I am less than three months away from finishing my fifth year of teaching. Goodness gracious, where has the time gone?? It feels like just yesterday I was stressing out because there were so few high school job listings back in the summer of 2009. I was afraid I wouldn’t be able to secure a position, which actually happened to a few people I knew. Not good! As luck would have it, I was called in for an interview at 11:30 AM on the first day of school and offered the position three hours later. Phew!
Toward the end of my first year of teaching, our then principal (I’ve had four different principals now) came up with the idea to include more electives in our course offerings. I work at an alternative/continuation high school, and for those who are unfamiliar (as I was before I took this position), continuation schools house mostly at-risk students who have been (for the most part) involuntarily transferred from their original comprehensive school sites for a variety of reasons, including behavior, grades, and attendance. Because of the circumstances and unique needs of our student population, our class sizes are smaller and are supposed to max out around 20-22. We focus on core classes (math, English–that’s me!, history, science, PE) and have little room and resources for electives.
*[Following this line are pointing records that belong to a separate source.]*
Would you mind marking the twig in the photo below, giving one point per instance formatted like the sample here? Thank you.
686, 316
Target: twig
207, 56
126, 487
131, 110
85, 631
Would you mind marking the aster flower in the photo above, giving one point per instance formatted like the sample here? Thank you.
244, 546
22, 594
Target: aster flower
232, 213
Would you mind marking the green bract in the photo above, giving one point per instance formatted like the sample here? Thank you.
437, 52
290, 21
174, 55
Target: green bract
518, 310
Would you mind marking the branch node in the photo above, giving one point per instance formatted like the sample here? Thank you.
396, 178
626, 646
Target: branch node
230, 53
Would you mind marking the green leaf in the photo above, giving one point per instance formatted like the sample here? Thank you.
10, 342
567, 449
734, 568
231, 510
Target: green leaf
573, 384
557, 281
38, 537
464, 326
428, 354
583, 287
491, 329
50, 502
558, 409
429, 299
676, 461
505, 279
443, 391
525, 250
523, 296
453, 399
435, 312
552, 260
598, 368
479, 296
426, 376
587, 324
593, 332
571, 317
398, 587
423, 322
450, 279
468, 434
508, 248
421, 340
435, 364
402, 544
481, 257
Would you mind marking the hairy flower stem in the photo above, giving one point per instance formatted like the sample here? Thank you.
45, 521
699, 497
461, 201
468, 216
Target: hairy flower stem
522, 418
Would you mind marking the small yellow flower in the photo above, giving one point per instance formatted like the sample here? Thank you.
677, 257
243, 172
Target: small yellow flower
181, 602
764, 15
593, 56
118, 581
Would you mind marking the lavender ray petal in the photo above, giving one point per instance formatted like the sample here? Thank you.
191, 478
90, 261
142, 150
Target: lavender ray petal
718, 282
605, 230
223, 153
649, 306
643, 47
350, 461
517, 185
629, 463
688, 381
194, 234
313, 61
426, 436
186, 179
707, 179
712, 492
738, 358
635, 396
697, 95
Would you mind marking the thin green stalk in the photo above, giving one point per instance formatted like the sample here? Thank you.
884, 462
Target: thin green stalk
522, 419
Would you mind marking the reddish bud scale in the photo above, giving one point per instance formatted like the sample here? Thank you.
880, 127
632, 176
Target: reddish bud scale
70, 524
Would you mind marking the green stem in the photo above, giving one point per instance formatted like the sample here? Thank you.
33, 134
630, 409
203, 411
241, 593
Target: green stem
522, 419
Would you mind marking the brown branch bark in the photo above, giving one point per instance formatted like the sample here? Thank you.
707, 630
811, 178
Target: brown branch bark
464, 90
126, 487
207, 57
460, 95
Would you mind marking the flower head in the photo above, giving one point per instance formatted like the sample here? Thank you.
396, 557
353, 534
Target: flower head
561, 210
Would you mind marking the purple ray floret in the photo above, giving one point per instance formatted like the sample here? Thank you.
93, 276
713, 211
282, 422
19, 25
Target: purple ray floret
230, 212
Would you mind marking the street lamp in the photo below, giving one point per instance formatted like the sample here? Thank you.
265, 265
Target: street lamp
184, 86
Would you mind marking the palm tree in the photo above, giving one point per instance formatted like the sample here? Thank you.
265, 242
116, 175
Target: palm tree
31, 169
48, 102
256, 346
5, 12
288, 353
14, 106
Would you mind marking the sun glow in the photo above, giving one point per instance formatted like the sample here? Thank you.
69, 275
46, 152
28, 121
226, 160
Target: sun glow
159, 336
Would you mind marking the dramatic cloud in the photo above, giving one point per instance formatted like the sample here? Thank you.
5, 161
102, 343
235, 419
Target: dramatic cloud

Since we were in the process of restructuring our schedule and classes, we held meetings and discussed how we could incorporate non-core classes for our students. Long story short, somebody suggested a foreign language class, I happen to know Vietnamese, we created the course, and now I’ve been teaching Conversational Vietnamese for four years. It is one of my all-time favorite classes to teach. I just love it! It’s a ton of fun, the students respond incredibly well to it, and we even get to cook!
Here’s a short back story on how I was able to add a culinary component to the course:
My current site used to be an elementary school. One of the rooms is equipped with a fully functioning kitchen. When my high school moved in, the room became a computer lab and I didn’t know it existed until the end of my second year (which was my first year of teaching Conversational Vietnamese). I used to take my students to the main computer lab in the portable and never had a reason to poke my head into Room 9. Well, one day I did, saw the kitchen, and all the wheels in my head started spinning at max speed. I asked my principal (my second one at the time) if I could pretty please switch rooms so I could infuse a stronger cultural element to the Vietnamese class by teaching the students how to prepare simple Vietnamese dishes. He said absolutely (he was an avid foodie himself) and the rest is history! So when the course is taught during the spring semester, we whip up culinary delights every few weeks and not only do the students get to chow down, they learn how to work together to get the job done. Now if that isn’t Common Core aligned, then I don’t know what is. 🙂
This week we made my mom’s panko breaded shrimp. Some of the students don’t like seafood, so we also did a chicken version. The recipe is super simple and a hit with family, staff, and students. My mom makes a homemade tomato dipping sauce to accompany the fried shrimp, but in the interest of time (we only have 68 minutes) I buy bottled sweet and sour or sweet chili sauce for kids. This is delicious with steamed jasmine rice or by itself as an appetizer.
Mom’s Panko Breaded Shrimp
As with all of my mom’s recipes, there are no exact measurements. She eyeballs everything. However, this recipe is foolproof and does not require any measurements whatsoever. All you do is dip, dip, dip, then fry. Ta da!
- shrimp, chicken, assorted vegetables, or all of the above (amount varies depending on how many you’re serving/how hungry you are)
- tempura batter mix (this is my mom’s secret: DO NOT make the batter; dip your protein/veggie directly into the flour)
- eggs, 1-2 depending how much you’re making
- panko bread crumbs
Set up your assembly line:
Pour the contents of the tempura batter mix into a bowl or shallow plate. Set aside. Remember, DO NOT follow the instructions on the box. We are using this as a dry coating.
Beat the egg(s) in a separate bowl/shallow plate. Set aside.
Pour the panko bread crumbs in a third bowl/shallow plate. Set aside.
Dip your protein or veggies in the following order:
dry tempura mix —-> egg —-> panko bread crumbs
*Note: Make sure every layer is well coated, especially the bread crumbs–I like to apply a light pressure to make sure the crumbs have completely adhered and won’t fall off in the hot oil.
Next, fry in small batches until golden brown. Serve with your favorite dipping sauce and enjoy!